The judge said prisoners could not expect or demand arrangements for where they serve their sentences and it wasn’t appropriate for courts to adopt a role of micro-managing criminal detention arrangements. He said threats of suicide should not be capable of being cited by a prisoner as an appropriate basis for a transfer unless the suicidal condition had been brought about as a direct result of actual or apprehended violence which placed the prisoner at risk. The court accepted that prison life often would have instances where prisoners might be at loggerheads with each other.

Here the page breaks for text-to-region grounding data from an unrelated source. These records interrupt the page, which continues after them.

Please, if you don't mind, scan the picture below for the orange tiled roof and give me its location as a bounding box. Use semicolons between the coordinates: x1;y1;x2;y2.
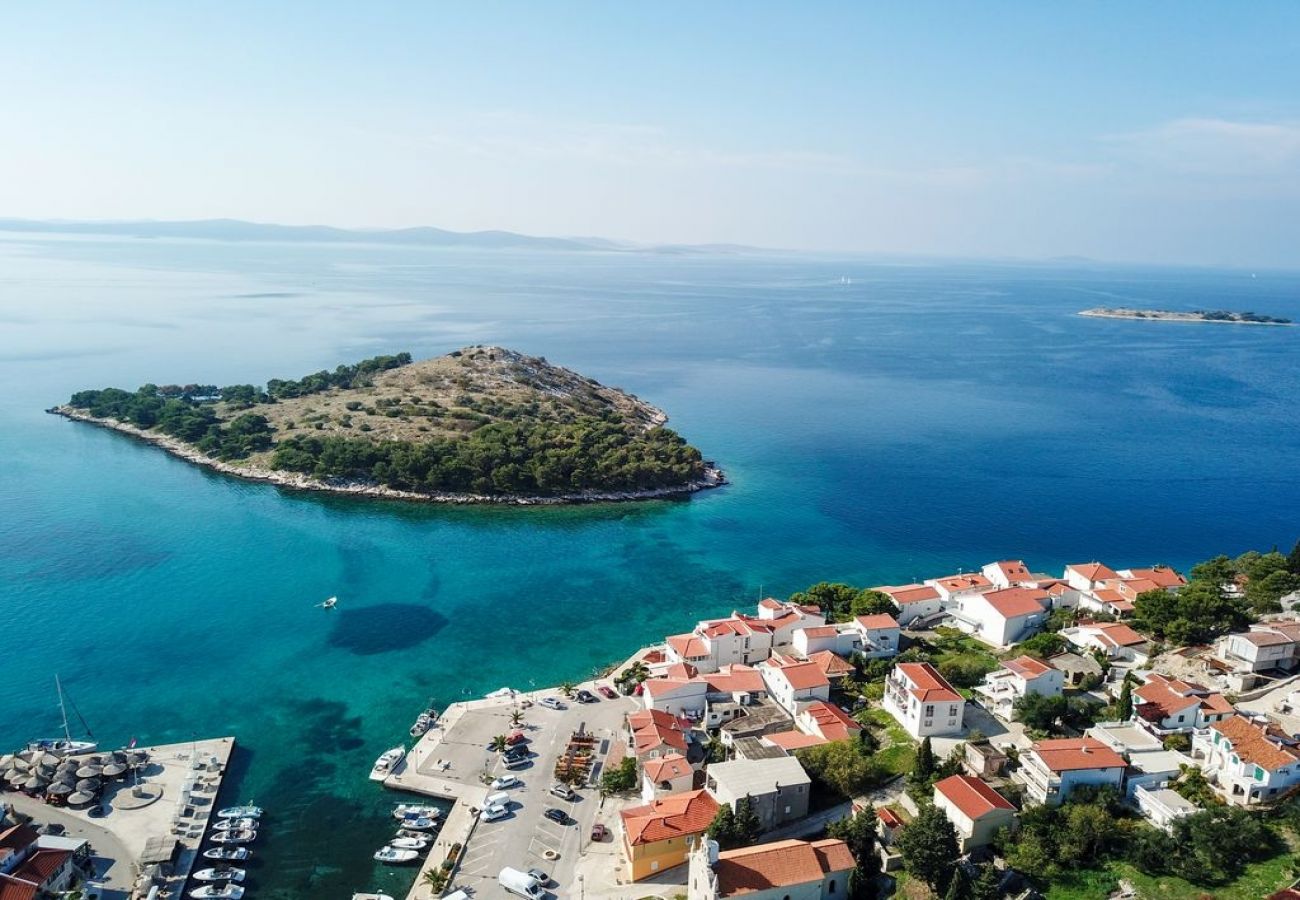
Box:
879;584;940;604
11;848;70;886
1210;715;1300;772
808;651;855;678
1135;680;1200;719
620;789;719;846
799;625;838;639
1031;738;1126;772
982;587;1050;618
629;709;688;755
1068;562;1119;583
643;753;692;784
934;774;1016;820
764;731;828;751
668;633;709;658
855;613;899;630
704;665;766;694
1126;566;1187;589
765;659;830;691
1003;655;1055;680
991;560;1032;582
801;700;861;741
896;662;962;702
1082;622;1146;647
713;838;854;895
930;573;993;592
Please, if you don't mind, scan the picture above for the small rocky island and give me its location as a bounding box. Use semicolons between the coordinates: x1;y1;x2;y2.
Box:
52;346;724;503
1079;307;1293;325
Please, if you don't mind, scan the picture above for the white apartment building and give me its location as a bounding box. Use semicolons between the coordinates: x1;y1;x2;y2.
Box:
975;655;1064;721
1192;714;1300;805
1014;738;1127;806
666;600;826;674
883;662;965;739
947;587;1051;647
932;774;1018;851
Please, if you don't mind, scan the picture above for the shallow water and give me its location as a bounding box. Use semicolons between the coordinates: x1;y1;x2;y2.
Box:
1;236;1297;896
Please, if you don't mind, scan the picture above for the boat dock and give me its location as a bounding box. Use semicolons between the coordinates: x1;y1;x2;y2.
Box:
4;736;236;900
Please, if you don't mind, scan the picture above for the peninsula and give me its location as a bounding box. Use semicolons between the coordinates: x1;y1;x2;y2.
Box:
52;346;724;503
1079;306;1293;325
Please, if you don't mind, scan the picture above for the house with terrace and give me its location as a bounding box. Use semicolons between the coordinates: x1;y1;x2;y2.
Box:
1061;621;1151;664
758;654;831;717
642;753;696;801
1216;620;1300;676
883;661;965;738
948;586;1052;648
933;774;1018;851
875;583;942;625
982;559;1037;589
793;613;901;660
665;600;826;674
925;572;995;604
976;655;1064;721
644;664;768;718
1132;672;1234;736
1192;714;1300;805
628;708;691;761
1014;737;1127;806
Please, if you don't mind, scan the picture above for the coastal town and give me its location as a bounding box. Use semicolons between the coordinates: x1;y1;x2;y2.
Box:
7;547;1300;900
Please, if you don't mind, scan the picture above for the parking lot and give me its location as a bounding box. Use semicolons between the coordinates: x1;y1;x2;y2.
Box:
427;682;639;899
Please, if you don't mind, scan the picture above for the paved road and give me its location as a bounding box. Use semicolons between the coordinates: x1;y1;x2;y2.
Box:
444;684;638;899
5;793;134;900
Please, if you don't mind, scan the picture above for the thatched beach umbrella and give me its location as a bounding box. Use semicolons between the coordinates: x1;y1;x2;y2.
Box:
23;774;49;791
0;754;13;768
67;790;94;807
102;762;127;778
7;772;28;788
75;777;102;792
11;758;31;773
39;752;62;767
75;764;102;778
47;782;73;796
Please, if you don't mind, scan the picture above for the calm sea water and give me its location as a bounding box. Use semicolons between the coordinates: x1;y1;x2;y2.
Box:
1;236;1297;897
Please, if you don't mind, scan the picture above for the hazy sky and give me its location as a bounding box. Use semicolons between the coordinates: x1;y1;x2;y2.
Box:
2;3;1298;265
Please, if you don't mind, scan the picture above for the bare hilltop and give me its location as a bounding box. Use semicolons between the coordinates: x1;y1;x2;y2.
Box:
53;346;723;503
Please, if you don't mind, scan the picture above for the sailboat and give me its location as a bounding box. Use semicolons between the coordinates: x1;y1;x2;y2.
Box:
27;675;97;756
318;596;338;610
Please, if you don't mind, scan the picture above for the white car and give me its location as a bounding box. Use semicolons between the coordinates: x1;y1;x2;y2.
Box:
480;803;510;822
538;697;565;710
549;783;576;801
491;775;521;790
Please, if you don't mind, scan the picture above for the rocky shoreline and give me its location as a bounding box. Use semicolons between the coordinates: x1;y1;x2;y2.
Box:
49;406;727;505
1079;307;1294;326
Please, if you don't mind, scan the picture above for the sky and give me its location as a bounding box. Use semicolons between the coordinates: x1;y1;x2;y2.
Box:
1;2;1297;266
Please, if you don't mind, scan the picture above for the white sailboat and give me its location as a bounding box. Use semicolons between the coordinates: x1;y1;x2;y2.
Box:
27;675;97;756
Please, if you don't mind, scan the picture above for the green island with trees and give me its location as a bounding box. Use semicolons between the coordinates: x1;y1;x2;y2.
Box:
54;345;722;502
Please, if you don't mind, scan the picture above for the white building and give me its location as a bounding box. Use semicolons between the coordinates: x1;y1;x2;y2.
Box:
981;559;1036;589
642;753;695;801
1134;784;1198;831
932;774;1018;851
1216;621;1300;674
1132;673;1234;735
975;655;1064;721
1061;621;1151;664
1064;562;1120;594
688;837;855;900
947;587;1051;647
852;613;901;658
1192;714;1300;805
874;584;942;625
791;613;899;660
704;756;812;832
925;572;995;604
666;600;826;674
1014;738;1127;806
883;662;965;739
758;655;831;717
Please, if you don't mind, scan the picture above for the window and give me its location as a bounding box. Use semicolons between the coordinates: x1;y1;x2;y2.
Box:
829;880;837;893
925;705;935;717
949;705;958;716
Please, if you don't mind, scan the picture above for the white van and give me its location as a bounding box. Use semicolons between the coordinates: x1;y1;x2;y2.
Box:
498;867;543;898
485;791;512;809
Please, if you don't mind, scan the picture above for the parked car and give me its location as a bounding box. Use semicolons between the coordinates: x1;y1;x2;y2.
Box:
543;808;568;825
549;783;576;801
575;689;597;703
506;730;528;745
491;775;521;790
591;822;609;841
539;697;566;710
526;868;551;887
480;803;509;822
503;756;531;770
597;685;617;699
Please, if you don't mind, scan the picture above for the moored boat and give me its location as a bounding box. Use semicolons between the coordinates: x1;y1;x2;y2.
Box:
395;816;436;831
373;847;418;865
217;805;263;819
391;803;439;820
351;894;395;900
408;702;437;737
190;886;244;900
388;836;428;851
209;829;256;844
369;745;405;781
193;868;245;883
212;817;258;831
202;847;250;862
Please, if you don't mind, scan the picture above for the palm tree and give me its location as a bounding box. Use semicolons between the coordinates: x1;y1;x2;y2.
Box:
560;681;576;699
510;709;525;727
490;734;508;753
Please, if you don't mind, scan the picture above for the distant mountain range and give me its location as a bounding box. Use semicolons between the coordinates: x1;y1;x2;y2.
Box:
0;217;766;255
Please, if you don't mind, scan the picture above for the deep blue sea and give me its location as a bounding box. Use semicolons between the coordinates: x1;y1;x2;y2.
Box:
1;236;1297;897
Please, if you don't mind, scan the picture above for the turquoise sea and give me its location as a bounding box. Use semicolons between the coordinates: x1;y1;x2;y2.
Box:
1;236;1297;897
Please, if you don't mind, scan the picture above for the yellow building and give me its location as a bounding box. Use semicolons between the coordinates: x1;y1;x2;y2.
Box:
619;788;720;882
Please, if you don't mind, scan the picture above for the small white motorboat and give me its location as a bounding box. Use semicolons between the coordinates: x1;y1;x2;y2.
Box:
217;805;263;819
193;868;245;883
209;829;256;844
212;817;258;831
388;836;428;851
391;804;439;820
352;894;395;900
373;847;419;865
394;828;428;840
409;707;436;737
369;746;405;782
318;596;338;609
190;886;244;900
203;847;249;862
396;816;436;831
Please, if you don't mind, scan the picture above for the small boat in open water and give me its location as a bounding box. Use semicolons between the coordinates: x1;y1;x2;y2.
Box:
369;746;405;781
203;847;250;862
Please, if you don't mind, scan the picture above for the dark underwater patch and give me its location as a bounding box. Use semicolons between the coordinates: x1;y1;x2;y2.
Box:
326;603;447;656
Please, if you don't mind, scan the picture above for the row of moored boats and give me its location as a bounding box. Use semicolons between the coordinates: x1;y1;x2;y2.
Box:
373;804;442;864
188;805;265;899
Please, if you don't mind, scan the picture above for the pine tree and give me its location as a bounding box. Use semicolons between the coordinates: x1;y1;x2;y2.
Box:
706;805;738;849
897;804;960;894
972;863;1003;900
1288;539;1300;576
943;865;972;900
1117;677;1133;721
913;737;936;783
733;796;763;845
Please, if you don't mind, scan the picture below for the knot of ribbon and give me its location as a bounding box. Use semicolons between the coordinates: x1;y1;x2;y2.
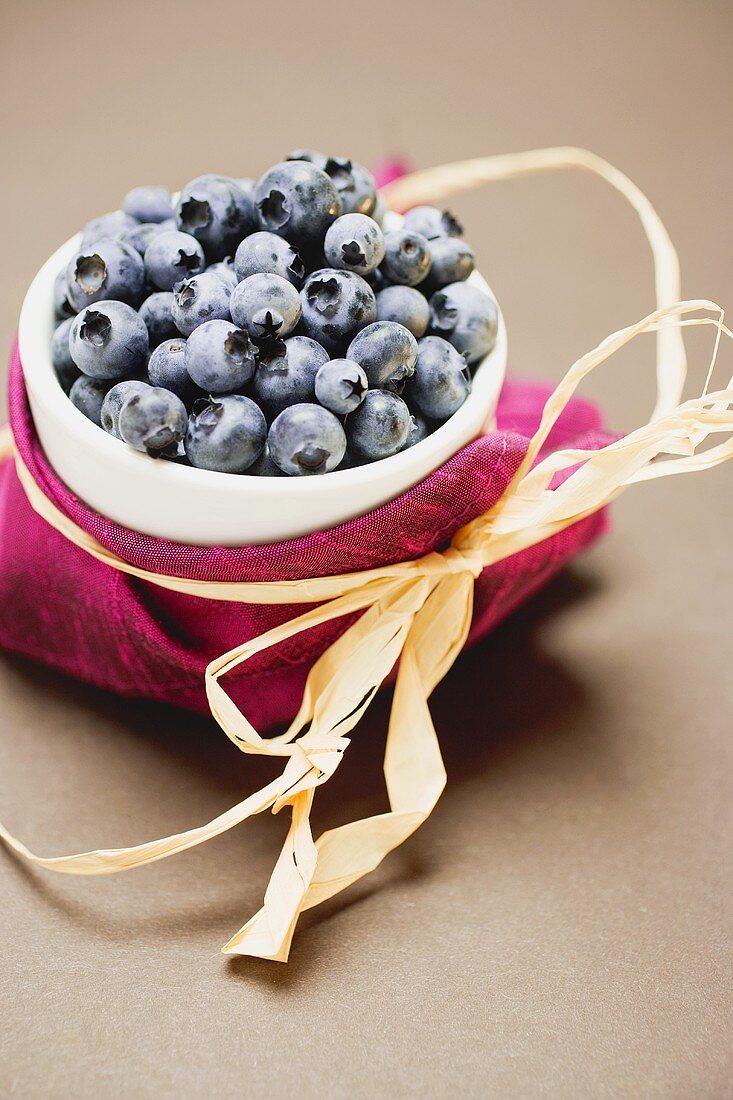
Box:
2;148;732;963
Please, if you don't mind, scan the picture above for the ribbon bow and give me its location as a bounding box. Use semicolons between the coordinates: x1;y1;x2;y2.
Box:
2;149;732;963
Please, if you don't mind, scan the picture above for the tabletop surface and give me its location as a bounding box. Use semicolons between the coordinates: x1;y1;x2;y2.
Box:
1;1;731;1097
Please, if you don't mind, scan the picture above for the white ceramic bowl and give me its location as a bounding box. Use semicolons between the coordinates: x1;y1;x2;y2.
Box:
18;216;507;545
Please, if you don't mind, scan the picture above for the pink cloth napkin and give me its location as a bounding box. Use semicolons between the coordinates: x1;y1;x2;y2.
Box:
0;343;611;728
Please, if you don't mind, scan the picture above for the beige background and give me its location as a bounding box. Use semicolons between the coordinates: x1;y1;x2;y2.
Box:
1;1;732;1097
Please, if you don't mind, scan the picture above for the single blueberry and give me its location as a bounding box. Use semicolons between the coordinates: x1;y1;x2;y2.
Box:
69;376;111;425
268;403;346;476
184;320;256;393
286;149;329;168
171;272;231;336
51;317;77;381
230;273;301;343
253;336;328;415
381;230;432;287
233;231;305;286
402;205;463;241
299;268;376;355
185;395;267;473
247;444;286;476
80;210;139;249
100;379;151;438
375;285;430;338
407;336;471;420
175;175;256;261
323;213;386;275
422;238;475;292
144;230;206;291
118;387;188;458
401;412;430;450
305;156;378;217
66;238;145;311
254;161;342;249
147;338;193;400
122;185;174;224
346;320;418;390
69;301;149;379
429;282;499;364
120;219;176;257
367;266;388;293
206;258;239;290
329;160;378;217
346;389;412;460
314;359;368;416
336;448;366;470
371;191;388;228
54;269;75;319
139;291;179;346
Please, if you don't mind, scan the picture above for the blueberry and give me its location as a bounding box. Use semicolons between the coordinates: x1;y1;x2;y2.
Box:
122;185;173;224
346;389;412;460
268;403;346;476
247;444;286;476
118;387;188;457
367;266;388;293
254;161;341;249
323;213;385;275
336;448;366;470
184;320;256;393
381;230;432;287
230;273;301;343
51;317;76;379
371;191;388;228
69;376;110;425
375;285;430;338
233;231;305;286
253;335;328;415
171;272;231;336
403;205;463;240
100;379;150;438
429;282;499;364
286;149;328;167
185;395;266;473
69;301;148;379
144;230;206;290
346;320;418;390
54;269;75;319
175;175;256;261
206;258;239;290
401;412;430;450
147;338;192;399
120;219;176;257
321;158;378;217
80;210;139;248
314;359;367;415
407;336;471;420
139;291;178;346
299;268;376;354
66;239;145;311
422;238;475;292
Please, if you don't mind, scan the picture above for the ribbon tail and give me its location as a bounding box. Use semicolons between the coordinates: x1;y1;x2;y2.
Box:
297;571;475;912
221;789;317;962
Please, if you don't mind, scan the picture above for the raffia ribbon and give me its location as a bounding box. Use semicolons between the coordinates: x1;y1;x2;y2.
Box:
1;149;732;963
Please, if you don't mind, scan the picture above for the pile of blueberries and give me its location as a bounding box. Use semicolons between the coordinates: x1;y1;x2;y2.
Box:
51;151;498;475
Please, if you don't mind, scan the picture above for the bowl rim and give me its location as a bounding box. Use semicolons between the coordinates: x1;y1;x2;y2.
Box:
18;223;507;500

“Unrealistic worries or exaggerated over-reaction to remarks, looks, gestures or minor scuffles can never constitute an adequate reason for treating a threat of suicide as a basis for ordering prison authorities to transfer a prisoner from one prison to another much less to a prison of his choosing,” said Judge Kearns.
In relation to specific threats allegedly made against Nash at the Midlands Prison, which it was claimed rendered him suicidal, he said the evidence of the threats was vague.
The judge said that none of the prisoners named by Nash was in a position to harm him in the Midlands Prison as they were kept separate from him.
The High Court president said Nash’s mental state seemed more attributable to an adjustment disorder following his convictions for the Grangegorman murders rather than any perceived threats. He said there was no evidence that any risk of suicide would abate if Nash was sent to Arbour Hill.
The judge said the court’s decision did not preclude him from seeking a transfer to Arbour Hill in the future.
Adjourning the proceedings until October, Judge Kearns said co-operation, rather than threats of suicide, were likely to be of greater assistance to Nash in this regard.